Il faudra donc bien s’attaquer à la masse salariale. Mais ce discours de cost-killer est un piège qu’il convient de démonter, pas pour nier la nécessité de choix budgétaires difficiles, mais pour l’éclairer par quelques considérations.

Premier élément : dans ressources humaines, il y a ressources. Une chose est de décider que votre masse salariale doit augmenter selon un indice bien moindre que l’année précédente. Cette politique du taux directeur a sa légitimité, d’autant que les collectivités ont souvent péché par leur souplesse en la matière depuis longtemps. Mais oublier que les agents d’une organisation de travail ne sont pas qu’un chiffre à réduire est un tropisme qui fait des dégâts dans le secteur public comme dans le privé.

Ce discours de cost-killer est un piège qu’il convient de démonter pour l’éclairer par quelques considérations.

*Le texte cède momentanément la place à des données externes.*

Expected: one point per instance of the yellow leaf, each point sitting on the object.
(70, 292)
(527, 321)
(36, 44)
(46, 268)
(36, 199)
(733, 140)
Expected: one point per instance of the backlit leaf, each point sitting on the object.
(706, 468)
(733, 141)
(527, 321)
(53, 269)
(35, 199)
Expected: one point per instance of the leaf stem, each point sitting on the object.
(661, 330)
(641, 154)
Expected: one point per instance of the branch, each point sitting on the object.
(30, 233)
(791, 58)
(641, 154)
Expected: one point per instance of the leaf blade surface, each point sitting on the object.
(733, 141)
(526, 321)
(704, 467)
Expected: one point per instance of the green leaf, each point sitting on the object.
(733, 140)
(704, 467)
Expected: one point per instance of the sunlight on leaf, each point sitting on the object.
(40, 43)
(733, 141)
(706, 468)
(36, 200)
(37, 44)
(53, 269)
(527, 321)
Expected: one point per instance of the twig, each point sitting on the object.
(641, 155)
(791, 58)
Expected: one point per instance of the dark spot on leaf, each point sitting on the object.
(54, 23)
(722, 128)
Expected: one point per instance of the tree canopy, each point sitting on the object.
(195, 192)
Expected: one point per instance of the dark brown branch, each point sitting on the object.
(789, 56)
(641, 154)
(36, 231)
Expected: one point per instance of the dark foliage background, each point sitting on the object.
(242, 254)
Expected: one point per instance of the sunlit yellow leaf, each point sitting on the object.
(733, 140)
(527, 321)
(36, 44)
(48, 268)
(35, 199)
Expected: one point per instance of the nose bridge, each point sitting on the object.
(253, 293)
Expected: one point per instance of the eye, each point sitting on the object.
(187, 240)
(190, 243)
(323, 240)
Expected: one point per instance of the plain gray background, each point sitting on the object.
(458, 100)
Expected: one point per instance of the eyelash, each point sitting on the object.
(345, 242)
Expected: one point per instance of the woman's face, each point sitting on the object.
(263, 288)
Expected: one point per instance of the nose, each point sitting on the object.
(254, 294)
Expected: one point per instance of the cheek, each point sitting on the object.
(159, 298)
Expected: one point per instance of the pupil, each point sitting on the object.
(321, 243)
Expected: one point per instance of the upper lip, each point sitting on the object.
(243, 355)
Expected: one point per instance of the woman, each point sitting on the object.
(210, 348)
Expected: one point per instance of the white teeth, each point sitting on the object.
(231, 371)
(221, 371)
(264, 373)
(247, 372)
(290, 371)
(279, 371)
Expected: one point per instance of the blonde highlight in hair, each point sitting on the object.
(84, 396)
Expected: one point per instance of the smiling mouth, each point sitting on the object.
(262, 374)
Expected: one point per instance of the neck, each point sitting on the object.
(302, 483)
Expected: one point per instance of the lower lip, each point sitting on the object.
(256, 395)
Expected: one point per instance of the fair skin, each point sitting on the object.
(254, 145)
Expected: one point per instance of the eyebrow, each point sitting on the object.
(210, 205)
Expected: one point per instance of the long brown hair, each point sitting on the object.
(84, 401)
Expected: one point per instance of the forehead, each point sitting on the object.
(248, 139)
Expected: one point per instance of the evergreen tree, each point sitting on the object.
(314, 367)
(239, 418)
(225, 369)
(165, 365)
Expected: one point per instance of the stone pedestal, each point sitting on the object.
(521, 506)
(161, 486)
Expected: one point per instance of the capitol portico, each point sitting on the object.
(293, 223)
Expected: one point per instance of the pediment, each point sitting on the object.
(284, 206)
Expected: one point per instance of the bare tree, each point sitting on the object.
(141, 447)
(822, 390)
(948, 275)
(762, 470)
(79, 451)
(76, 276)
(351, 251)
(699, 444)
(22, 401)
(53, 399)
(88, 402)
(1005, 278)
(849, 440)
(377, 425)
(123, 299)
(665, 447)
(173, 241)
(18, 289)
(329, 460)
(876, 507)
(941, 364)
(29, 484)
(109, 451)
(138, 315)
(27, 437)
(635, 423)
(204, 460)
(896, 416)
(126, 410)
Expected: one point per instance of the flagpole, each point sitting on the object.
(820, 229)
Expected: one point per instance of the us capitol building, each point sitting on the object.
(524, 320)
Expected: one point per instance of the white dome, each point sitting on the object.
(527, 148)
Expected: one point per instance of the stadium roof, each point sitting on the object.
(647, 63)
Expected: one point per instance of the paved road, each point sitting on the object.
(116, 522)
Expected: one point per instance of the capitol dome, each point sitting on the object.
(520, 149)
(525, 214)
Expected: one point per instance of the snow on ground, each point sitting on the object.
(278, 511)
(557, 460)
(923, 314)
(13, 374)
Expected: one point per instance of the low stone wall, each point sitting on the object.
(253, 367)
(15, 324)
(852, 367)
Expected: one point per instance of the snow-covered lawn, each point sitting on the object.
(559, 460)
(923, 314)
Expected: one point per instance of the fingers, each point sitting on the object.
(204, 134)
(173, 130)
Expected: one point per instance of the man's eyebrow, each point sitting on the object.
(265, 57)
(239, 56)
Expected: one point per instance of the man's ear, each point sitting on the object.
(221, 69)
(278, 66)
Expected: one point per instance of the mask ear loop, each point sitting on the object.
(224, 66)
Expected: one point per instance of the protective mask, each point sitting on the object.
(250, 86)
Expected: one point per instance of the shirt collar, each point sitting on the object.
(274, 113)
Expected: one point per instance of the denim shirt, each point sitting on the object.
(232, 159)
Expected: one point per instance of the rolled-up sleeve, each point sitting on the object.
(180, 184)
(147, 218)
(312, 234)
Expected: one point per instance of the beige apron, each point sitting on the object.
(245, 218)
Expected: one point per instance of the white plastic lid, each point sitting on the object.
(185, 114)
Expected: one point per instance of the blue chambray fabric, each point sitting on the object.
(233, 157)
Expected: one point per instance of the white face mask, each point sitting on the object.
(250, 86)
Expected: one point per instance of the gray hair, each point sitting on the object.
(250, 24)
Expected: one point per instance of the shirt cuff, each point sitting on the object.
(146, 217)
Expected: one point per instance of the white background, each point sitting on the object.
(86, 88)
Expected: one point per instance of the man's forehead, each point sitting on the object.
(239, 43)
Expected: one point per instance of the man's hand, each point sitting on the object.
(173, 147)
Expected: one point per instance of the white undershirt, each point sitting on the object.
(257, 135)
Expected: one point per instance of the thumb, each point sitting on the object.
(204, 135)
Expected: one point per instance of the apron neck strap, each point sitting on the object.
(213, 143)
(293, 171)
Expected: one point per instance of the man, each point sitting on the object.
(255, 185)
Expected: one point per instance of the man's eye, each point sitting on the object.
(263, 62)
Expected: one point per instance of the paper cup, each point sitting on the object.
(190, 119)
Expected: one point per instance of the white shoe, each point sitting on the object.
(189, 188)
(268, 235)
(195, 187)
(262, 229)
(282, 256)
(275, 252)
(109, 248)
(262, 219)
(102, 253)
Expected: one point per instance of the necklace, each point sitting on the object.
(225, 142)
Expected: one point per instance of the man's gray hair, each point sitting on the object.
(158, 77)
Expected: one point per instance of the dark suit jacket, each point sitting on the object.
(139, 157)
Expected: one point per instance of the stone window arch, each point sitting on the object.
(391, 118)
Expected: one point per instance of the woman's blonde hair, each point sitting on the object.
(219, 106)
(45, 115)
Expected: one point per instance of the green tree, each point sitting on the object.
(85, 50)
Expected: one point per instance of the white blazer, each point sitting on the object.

On s’en rend compte à écouter les fonctionnaires de l’État qui survivent dans les services dévastés par la logique hypercomptable du « non-remplacement d’un fonctionnaire sur deux ». Incapacité à remplir les missions, pertes de compétences collectives et individuelles, négation du sens même du service public… Les dégâts sont là, et pour longtemps. Qu’on comprenne bien, l’idée n’est pas de dire qu’on ne doit rien faire, y compris en termes d’effectifs. Bien des collectivités ont vécu longtemps un âge d’or. Et comme on est rarement intelligent quand on est riche, disons qu’elles n’ont pas gagné grand-chose à s’exonérer de réfléchir à l’équation : quel service public rendu pour quel coût ?

Mais il y a des manières idiotes de réduire les coûts. Elles ne sont jamais efficaces et finissent toujours par coûter plus cher qu’elles ne rapportent. Il y a en revanche des manières de faire qui, si elles ne soulagent pas toute la douleur, ont au moins le mérite de respecter les êtres humains. D’abord, tous les agents doivent participer à l’effort. Même si on décide de sanctuariser certaines politiques publiques, l’idée que personne n’est a priori exonéré de la réflexion est essentielle. Ensuite, les meilleurs connaisseurs de leur activité sont les agents eux-mêmes.

Il faut donc impérativement les associer aux décisions, leur demander leur avis, leur permettre de dire où on peut réduire les moyens, où il faut au contraire les revoir à la hausse. Bref, les faire fabriquer une partie d’une « trajectoire de réduction des dépenses ». L’enjeu est au-delà de l’acceptation de cette trajectoire. Il est celui du respect humain et de l’efficacité du service public. Enfin, toute politique de révision des politiques publiques, qui n’est pas critiquable en elle-même, doit s’appuyer sur l’expertise citoyenne. Le passionnant travail fait autour du design des politiques publiques par La 27e région nous montre la voie. Les usagers sont souvent les meilleurs experts de ce qu’ils attendent du service public, du coût et du niveau qu’il doit avoir.